You will need to pay 5% of your tax liability per month or part of the month, up to a maximum of 25%. The second is the failure-to-pay penalty which is not paying your tax liability by the deadline.
For every month or partial month that you owe the IRS money, you’ll be penalized 0.5% of the unpaid amount which could build up to the maximum of 25%. In the case that you are facing both penalties, the maximum amount for those two penalties per month is 5 percent.
Regardless of an extension or not, if you have a tax liability, you MUST have paid it by April 17th, 2018. In other words, a tax extension asks how much you estimate that you owe to the IRS. That means at the end of the day, you are still paying the IRS your tax liability even if you are planning on filing later.
For more information on IRS penalties, click here.

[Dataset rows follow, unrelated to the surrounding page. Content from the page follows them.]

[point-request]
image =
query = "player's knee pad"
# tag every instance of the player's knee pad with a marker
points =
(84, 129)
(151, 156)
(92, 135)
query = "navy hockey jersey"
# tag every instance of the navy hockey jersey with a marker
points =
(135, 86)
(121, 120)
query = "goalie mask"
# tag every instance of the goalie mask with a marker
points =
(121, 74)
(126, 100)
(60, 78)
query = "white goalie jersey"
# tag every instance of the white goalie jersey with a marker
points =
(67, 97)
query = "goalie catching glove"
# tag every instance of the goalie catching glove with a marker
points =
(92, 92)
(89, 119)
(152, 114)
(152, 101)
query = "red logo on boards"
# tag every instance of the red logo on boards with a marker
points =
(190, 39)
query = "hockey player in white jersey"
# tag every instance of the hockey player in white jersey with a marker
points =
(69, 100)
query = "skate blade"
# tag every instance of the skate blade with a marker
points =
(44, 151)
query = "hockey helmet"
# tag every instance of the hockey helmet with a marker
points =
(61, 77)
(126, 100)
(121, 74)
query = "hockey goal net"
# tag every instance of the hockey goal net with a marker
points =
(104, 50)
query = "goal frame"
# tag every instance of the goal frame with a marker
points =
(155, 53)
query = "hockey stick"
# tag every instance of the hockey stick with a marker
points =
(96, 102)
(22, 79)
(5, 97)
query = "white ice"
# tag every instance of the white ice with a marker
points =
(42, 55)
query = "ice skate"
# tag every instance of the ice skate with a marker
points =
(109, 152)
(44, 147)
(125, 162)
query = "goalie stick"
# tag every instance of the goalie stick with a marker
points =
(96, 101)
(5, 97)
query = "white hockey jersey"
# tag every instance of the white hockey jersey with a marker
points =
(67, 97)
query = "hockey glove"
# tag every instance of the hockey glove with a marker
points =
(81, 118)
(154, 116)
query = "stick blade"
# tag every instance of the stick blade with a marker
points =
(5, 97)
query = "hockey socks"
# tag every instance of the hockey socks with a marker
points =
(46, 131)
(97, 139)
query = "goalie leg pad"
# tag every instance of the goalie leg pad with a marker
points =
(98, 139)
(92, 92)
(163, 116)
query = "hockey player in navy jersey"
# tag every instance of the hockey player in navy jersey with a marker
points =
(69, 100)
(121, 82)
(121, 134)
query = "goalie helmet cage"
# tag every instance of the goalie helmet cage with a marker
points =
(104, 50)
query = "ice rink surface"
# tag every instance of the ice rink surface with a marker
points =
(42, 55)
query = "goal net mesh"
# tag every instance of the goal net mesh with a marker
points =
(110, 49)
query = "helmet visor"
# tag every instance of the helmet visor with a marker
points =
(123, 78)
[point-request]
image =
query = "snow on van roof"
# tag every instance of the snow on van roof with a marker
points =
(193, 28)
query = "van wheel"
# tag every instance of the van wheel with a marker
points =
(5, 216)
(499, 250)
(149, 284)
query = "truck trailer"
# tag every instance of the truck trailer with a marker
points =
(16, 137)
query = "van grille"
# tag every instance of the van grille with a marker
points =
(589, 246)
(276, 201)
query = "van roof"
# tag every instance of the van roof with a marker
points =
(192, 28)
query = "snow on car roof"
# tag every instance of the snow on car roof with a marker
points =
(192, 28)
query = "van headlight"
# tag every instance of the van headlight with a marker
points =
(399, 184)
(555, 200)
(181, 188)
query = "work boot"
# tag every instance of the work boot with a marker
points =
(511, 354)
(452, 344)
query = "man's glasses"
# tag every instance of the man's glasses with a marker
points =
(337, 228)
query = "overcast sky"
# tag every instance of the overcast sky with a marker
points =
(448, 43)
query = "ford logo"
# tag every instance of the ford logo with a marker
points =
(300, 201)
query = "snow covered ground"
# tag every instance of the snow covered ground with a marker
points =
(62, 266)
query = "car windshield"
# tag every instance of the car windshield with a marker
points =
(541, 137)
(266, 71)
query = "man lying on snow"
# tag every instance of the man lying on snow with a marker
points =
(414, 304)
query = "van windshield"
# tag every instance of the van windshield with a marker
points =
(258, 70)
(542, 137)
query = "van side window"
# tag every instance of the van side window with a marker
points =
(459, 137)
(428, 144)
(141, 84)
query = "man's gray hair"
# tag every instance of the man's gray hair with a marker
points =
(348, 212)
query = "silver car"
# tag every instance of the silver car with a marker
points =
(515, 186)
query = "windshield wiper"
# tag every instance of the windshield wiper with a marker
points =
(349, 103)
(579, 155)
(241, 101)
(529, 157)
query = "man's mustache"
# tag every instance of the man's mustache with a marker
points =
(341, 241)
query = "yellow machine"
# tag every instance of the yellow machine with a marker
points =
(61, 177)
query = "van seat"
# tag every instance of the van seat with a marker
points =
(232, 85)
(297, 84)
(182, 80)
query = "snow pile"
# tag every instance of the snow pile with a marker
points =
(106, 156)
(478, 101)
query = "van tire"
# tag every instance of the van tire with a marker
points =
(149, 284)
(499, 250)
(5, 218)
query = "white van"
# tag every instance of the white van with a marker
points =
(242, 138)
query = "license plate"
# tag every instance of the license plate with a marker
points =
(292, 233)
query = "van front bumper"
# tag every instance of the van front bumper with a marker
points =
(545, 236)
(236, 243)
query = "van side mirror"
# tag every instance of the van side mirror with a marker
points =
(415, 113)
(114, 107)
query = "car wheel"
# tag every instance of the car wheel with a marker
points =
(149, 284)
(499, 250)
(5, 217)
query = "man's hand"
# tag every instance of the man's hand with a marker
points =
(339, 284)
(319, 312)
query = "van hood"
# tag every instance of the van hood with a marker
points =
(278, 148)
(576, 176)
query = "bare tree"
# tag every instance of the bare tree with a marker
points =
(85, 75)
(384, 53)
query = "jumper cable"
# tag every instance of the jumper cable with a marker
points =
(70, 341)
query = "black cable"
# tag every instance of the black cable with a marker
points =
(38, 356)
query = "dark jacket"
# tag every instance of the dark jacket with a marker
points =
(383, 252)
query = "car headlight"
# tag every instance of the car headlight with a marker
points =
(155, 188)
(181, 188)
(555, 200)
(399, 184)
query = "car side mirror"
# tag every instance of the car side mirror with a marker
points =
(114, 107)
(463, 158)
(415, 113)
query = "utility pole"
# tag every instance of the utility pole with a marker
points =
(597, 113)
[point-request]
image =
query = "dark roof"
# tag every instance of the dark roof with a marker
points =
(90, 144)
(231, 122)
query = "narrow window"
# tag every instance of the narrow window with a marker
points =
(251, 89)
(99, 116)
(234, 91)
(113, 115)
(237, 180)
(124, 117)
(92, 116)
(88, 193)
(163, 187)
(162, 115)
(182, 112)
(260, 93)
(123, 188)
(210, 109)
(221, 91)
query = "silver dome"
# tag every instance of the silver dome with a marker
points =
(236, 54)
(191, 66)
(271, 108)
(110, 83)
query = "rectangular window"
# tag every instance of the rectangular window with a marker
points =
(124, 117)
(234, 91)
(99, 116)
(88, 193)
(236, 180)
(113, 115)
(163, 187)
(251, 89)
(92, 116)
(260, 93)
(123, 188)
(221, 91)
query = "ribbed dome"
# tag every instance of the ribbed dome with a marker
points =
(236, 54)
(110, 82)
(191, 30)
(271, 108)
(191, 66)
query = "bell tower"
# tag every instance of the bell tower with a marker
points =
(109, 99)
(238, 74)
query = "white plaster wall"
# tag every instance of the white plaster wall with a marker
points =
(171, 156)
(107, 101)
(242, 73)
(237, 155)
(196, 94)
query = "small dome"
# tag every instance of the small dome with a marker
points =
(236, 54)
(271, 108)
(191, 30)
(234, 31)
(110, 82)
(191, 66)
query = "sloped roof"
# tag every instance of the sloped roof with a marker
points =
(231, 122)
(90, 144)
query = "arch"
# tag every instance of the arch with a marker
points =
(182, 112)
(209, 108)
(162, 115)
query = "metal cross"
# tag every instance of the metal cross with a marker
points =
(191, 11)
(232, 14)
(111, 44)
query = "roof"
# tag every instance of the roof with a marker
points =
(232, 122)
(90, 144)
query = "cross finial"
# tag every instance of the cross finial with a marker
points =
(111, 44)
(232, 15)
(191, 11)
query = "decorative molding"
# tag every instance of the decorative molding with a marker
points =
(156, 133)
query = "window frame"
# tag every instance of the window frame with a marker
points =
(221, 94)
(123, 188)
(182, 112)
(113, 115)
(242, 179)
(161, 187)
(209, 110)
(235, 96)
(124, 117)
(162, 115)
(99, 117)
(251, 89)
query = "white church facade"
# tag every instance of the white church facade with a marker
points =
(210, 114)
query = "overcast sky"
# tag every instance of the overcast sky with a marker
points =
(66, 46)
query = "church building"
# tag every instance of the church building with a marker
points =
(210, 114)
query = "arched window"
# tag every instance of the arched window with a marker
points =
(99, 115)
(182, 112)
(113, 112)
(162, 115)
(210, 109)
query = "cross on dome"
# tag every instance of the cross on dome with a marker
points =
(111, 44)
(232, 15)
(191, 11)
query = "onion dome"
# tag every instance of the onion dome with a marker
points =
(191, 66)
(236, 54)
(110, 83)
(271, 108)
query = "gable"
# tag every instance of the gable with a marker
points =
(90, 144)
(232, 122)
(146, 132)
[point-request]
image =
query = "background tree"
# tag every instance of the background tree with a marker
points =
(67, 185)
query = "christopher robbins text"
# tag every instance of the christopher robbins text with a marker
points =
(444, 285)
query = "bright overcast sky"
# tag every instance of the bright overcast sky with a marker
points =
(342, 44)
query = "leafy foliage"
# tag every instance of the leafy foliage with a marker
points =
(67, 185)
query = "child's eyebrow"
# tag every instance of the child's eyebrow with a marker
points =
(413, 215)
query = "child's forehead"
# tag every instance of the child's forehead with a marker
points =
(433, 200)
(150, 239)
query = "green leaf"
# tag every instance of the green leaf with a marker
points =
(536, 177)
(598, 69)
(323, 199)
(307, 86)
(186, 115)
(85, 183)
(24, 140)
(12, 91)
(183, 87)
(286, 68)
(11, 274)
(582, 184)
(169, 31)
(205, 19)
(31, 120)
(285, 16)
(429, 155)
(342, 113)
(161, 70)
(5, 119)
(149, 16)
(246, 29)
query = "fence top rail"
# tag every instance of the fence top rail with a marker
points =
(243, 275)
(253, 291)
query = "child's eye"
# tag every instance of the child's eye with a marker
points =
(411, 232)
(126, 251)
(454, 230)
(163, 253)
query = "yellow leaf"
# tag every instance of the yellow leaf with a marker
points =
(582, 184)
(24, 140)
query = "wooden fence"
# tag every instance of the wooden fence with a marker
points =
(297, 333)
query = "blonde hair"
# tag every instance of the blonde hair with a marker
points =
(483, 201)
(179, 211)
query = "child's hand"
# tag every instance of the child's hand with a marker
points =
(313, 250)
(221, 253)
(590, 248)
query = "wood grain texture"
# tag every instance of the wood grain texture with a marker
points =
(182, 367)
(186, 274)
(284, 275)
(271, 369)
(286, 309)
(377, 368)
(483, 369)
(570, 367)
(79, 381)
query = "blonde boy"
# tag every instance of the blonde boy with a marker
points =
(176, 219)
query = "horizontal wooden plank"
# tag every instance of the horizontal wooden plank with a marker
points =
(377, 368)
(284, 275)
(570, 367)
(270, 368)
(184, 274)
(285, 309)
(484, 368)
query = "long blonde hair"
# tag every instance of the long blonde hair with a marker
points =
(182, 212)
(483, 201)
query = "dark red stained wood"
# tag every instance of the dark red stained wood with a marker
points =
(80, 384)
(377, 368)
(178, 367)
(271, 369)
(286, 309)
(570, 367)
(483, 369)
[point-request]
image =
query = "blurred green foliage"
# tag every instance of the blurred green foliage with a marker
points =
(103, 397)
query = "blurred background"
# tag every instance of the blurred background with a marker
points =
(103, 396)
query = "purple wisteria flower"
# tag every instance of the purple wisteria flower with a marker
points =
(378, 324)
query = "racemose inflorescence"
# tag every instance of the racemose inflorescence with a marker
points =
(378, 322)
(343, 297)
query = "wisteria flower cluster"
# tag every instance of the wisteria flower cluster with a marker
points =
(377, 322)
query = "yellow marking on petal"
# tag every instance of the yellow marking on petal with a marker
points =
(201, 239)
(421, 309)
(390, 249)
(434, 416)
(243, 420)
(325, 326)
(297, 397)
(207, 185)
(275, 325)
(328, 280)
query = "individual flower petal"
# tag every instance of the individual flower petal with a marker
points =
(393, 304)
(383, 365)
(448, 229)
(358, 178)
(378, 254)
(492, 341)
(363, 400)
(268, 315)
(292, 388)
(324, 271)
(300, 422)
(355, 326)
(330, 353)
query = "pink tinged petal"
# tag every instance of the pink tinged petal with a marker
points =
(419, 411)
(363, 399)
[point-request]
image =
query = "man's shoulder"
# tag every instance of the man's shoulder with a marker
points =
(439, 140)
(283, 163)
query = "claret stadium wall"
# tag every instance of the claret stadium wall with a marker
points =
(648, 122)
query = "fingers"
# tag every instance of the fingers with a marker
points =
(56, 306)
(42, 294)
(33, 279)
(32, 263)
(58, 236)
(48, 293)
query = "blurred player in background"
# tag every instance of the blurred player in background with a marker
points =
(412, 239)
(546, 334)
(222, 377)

Were you unable to file your taxes?
If you have a reasonable cause as to why you could not file your tax return or pay your tax liability, you may receive penalty relief. However, if you have a lack of funds, it is not a reasonable cause for failing to file your return on time. On the other hand, it may justify your failure-to-pay penalty.
Reasonable causes would be:
- fire, casualty, natural disaster (or other disturbances)
- the inability to obtain your records
- death or serious illness
- unavoidable absence of a taxpayer/member of the taxpayer’s immediate family
Let’s say that the IRS considers granting you penalty relief.
If they do, they will request information to question the validity of your reasonable cause. For instance, they will need to know the time frame of the event. Take into account that they will want to know how it affected your ability to finish/pay your taxes and how it interfered with your daily responsibilities.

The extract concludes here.